Chicago’s economic success as the nation’s third largest city is linked to its early development as a major industrial and manufacturing transportation hub. It was ideally placed to grant access as both a railway epicenter and a waterway access point between the Great Lakes and the Mississippi River.
These factors led to an explosion of population during the second half of the nineteenth century during which time the city grew from a frontier outpost into a major urban metropolis of more than two million residents by 1910. Major industries were attracted to the region during this time such as millwork, national retail, and meat packing. The Union Stock Yard was opened in 1865, followed by the building of Pullman’s model town in the 1880s. Foreign immigrants flocked to the city to work in its various industries, and by the 1850s, more than half of Chicago’s residents were foreign born. This created a strong backbone of diversity that continues to be one of the region’s most notable features today.
Much of the structural face of Northeastern Illinois was influenced by the Great Fire of 1871, during which almost a third of the city was burned down, and the subsequent rebuilding of the city under the leadership of architect and city planner Daniel Burnham in the early twentieth century. It was during this time that rapid transit lines were constructed, many of which are still followed by the Chicago Transit Authority lines today. Improved transportation of elevated trains, local railways, and eventually highways enabled substantial population growth into the six counties surrounding Chicago, most of which was historically used as farmland, leading to the construction of today’s suburban landscape.

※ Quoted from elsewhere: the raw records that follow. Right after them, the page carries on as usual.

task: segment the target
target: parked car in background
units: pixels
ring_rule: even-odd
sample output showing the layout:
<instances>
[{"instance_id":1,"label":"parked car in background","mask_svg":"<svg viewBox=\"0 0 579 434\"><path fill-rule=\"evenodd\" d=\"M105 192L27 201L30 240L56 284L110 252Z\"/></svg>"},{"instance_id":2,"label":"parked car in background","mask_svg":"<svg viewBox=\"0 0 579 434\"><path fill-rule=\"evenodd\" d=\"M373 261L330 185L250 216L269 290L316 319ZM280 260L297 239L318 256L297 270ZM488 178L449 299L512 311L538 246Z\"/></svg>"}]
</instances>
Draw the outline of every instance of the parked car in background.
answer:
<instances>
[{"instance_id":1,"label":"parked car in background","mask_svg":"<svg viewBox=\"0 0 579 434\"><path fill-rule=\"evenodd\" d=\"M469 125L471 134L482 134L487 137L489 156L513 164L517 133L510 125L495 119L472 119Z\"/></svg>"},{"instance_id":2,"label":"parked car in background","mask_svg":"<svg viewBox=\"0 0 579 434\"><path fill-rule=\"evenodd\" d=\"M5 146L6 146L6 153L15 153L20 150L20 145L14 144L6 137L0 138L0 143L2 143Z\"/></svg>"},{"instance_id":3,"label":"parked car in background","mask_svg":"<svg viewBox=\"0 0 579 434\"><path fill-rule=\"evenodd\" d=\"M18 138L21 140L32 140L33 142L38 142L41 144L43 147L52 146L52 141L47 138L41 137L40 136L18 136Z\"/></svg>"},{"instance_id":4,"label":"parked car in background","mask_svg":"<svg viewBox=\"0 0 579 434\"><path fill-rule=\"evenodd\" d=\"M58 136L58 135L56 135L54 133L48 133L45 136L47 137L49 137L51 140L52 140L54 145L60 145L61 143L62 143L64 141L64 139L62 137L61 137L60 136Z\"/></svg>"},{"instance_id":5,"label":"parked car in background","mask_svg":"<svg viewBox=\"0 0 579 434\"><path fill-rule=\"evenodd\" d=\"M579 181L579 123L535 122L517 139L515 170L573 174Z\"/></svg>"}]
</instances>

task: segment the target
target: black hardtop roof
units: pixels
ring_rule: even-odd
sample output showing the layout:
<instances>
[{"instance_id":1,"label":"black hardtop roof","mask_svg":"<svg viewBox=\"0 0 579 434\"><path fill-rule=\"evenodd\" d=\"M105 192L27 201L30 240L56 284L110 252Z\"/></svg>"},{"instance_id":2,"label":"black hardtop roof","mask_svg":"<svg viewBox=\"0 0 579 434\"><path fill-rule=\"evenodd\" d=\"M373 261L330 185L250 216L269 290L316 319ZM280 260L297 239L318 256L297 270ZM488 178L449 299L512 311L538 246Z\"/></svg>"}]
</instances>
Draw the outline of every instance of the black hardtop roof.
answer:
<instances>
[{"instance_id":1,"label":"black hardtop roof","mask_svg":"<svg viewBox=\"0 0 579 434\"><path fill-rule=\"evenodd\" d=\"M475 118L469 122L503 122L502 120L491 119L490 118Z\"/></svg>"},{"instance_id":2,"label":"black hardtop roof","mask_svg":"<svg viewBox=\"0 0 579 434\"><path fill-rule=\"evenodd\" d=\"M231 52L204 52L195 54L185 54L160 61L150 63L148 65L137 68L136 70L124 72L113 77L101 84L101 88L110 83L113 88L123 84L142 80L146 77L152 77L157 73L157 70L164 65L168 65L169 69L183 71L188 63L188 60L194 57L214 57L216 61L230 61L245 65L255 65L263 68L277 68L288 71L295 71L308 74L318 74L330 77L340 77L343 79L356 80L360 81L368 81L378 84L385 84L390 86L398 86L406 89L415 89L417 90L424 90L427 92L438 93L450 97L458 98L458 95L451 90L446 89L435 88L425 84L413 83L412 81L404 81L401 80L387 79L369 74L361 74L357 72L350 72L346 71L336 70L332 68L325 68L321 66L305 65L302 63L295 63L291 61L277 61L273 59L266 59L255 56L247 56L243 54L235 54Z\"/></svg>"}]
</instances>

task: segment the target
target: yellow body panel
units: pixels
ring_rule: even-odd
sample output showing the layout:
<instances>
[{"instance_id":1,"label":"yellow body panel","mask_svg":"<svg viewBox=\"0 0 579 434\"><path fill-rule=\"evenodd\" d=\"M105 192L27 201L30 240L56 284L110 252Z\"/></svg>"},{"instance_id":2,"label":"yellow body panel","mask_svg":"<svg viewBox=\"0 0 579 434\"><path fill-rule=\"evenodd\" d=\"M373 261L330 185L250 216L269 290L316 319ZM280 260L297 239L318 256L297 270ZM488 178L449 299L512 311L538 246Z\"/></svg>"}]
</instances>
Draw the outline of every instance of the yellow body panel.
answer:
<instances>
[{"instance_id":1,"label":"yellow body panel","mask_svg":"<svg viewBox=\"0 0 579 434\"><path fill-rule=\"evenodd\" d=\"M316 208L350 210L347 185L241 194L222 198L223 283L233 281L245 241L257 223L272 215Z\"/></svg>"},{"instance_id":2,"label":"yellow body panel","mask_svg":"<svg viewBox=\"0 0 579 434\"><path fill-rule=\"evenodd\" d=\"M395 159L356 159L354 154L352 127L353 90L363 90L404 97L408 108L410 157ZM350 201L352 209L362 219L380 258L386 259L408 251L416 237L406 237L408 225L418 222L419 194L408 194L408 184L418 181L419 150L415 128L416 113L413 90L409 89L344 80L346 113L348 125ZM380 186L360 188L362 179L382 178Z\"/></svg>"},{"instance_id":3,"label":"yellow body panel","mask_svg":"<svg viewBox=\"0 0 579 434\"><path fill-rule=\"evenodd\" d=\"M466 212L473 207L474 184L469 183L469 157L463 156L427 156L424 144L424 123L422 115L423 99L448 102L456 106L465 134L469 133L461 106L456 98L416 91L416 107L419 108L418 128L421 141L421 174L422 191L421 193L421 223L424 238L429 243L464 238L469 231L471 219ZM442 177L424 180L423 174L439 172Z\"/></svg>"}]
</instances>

Today, the Northeastern Illinois region is home to nearly 9 million people. The area continues to be comprised of a broad range of ethnic diversity. Residential expansion continues at a fast pace throughout the region. There are currently just over 3 million households in the Metropolitan Chicago area, with over 30,000 new dwelling units built every year. Over 44% of the 4,071 square mile region is occupied by a developed land use, nearly two-thirds of which is residential. The region includes just under 200,000 acres of forest preserves and 710 miles of greenway trails. Our Regional Transportation Authority is the third largest transportation system in the country with 7,200 route miles, providing more than two million rides per day.
It is estimated that over the next fifteen years, the region’s population will grow to 11 million. As stated in CMAP’s Go To 2040 Plan, “The Metropolitan Chicago area is poised to prosper in an increasingly interconnected world. Our region is among the nation’s few global economic centers, and assets include our diverse mix of industries, our vast physical infrastructure and open space, our preeminent educational, cultural, and arts institutions, and our network of unique, identifiable communities.”